From predicting which high-performing employees are at risk of leaving to helping recruiters source the right talent, analytics are revolutionizing how HR operates.
We sat down with Adeyemi Ajao, VP of technology product strategy at Workday during the annual HR Technology Conference & Expo, shortly after he participated in a panel discussion on the future of HR analytics. Ajao shared his thoughts on what business analytics can learn from the consumer web, the importance of developing people-friendly analytics, and whether HR robots are in the future.
Why is HR analytics such a hot topic?
Ajao: Analytics are much more prevalent today than they were even a few years ago. As consumers, we use analytics five to 10 times in the first hour we’re awake—things like weather forecasts, Google Now scheduling our day, reading what’s recommended by Facebook, and following driving directions from Waze. We are now at the point where people expect this same level of analytics in the workplace.
We also have more data today, and the more data there is to analyze the better the results will generally be. We can do things today with these volumes of data that weren’t previously possible.
Data bias is something that has been discussed recently when it comes to analytics. What needs to be done in order to remove or limit data bias?
Ajao: In order for any analytics technology to answer a question, the question itself—the algorithms—and the data used to answer it both need to be solid. As data scientists we can build very sophisticated algorithms, but if the data going into the algorithms itself has a bias, then the best analytics engine in the world can’t help.
People who are preparing data for analysis need to make sure there isn’t a bias inherent in the data. As a simple example, if I’m trying to predict what the most popular song will be this month, and I omit all the rap songs simply because I don’t like rap, then the analytics engine can’t really make a good prediction. Preventing data bias is about ensuring that the broadest, most correct data set is available for analysis.
On the HR Tech panel, there was some discussion about there being two sides to the HR analytics coin. Can you expand on that idea?
Ajao: In order for analytics to provide actionable insights or recommendations, there needs to be an “answer” from the technology. That answer then needs to be communicated in a way that a human being can use to achieve a business outcome.
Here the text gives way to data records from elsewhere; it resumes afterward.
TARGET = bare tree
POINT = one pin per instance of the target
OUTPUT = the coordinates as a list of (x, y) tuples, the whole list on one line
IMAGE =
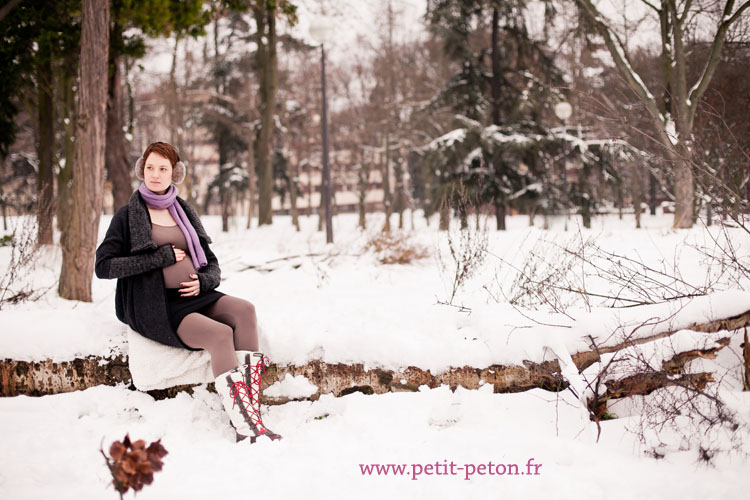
[(673, 123), (80, 234)]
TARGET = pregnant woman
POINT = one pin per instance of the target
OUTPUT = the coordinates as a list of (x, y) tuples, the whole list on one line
[(167, 276)]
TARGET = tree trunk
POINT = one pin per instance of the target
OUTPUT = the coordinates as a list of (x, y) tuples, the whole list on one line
[(746, 356), (45, 177), (387, 182), (683, 193), (500, 215), (65, 172), (445, 213), (79, 239), (496, 88), (637, 195), (267, 64), (363, 177), (252, 188), (117, 165), (651, 193)]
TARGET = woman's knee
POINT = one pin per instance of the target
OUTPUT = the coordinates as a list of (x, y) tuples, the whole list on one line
[(221, 336), (243, 307)]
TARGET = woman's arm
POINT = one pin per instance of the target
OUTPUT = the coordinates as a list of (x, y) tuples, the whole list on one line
[(210, 274), (113, 261)]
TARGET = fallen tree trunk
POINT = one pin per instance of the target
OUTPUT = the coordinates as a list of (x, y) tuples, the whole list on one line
[(671, 374), (47, 377)]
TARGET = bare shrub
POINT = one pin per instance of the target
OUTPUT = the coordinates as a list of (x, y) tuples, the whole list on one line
[(23, 254), (395, 248), (579, 271), (468, 250)]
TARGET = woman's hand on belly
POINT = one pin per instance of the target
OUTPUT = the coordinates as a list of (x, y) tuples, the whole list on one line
[(192, 288)]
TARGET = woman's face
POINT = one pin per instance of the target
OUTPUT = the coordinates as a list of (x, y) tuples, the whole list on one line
[(157, 172)]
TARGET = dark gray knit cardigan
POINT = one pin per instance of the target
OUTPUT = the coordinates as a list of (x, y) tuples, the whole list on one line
[(129, 254)]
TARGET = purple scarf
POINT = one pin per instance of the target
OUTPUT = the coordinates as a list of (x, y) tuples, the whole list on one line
[(168, 200)]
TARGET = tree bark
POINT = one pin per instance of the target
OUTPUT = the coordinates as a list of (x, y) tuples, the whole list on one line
[(79, 240), (65, 173), (46, 117), (116, 157), (268, 69)]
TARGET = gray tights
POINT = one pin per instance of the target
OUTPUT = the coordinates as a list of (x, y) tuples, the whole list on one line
[(226, 326)]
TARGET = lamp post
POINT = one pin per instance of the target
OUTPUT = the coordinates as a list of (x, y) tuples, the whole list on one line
[(321, 32), (563, 110)]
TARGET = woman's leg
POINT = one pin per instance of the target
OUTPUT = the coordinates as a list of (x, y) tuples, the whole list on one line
[(201, 332), (239, 314)]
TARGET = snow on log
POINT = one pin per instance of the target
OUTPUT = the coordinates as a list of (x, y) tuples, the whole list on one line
[(38, 378)]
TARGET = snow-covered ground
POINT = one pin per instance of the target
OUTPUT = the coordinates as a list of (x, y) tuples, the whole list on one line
[(337, 303)]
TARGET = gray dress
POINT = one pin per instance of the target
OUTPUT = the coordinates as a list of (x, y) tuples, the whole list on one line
[(177, 306)]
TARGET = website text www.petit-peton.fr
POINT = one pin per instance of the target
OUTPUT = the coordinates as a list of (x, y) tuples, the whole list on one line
[(445, 468)]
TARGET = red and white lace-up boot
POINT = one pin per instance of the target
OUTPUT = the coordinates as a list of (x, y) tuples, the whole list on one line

It’s great to spend all this time crunching the data and writing the algorithms, but if we forget about the person or lose the human element, then we’ve forgotten the goal of analytics: making someone’s life easier. Or put another way, we need to put the person back in personalization.
The HR Tech panel moderator asked if robots are going to take over HR. Are we approaching a point where technology can replace the judgment of HR professionals?
Ajao: HR robots aren’t coming to take anyone’s job. The science behind some of these data models is pretty sophisticated, and HR professionals sometimes can be a bit taken aback. Think of it this way: If recruiting recommendations keeps a recruiter from having to sort through 10,000 resumes and instead allows her to focus in on the 50 that are most likely to be a great fit for the job and culture, that’s really powerful. Analytics allow that recruiter to hone in on the most important and strategic aspects of the job.
I like to say that the result of analytics is the beginning of the conversation. That’s where human intuition comes in and makes judgments. Does this make sense? What is it telling me that I didn’t know before? What are the next steps?
Analytics are a tool to drive better business outcomes, with HR at the core of those decisions. Analytics augment human judgment and intuition—they don’t replace it.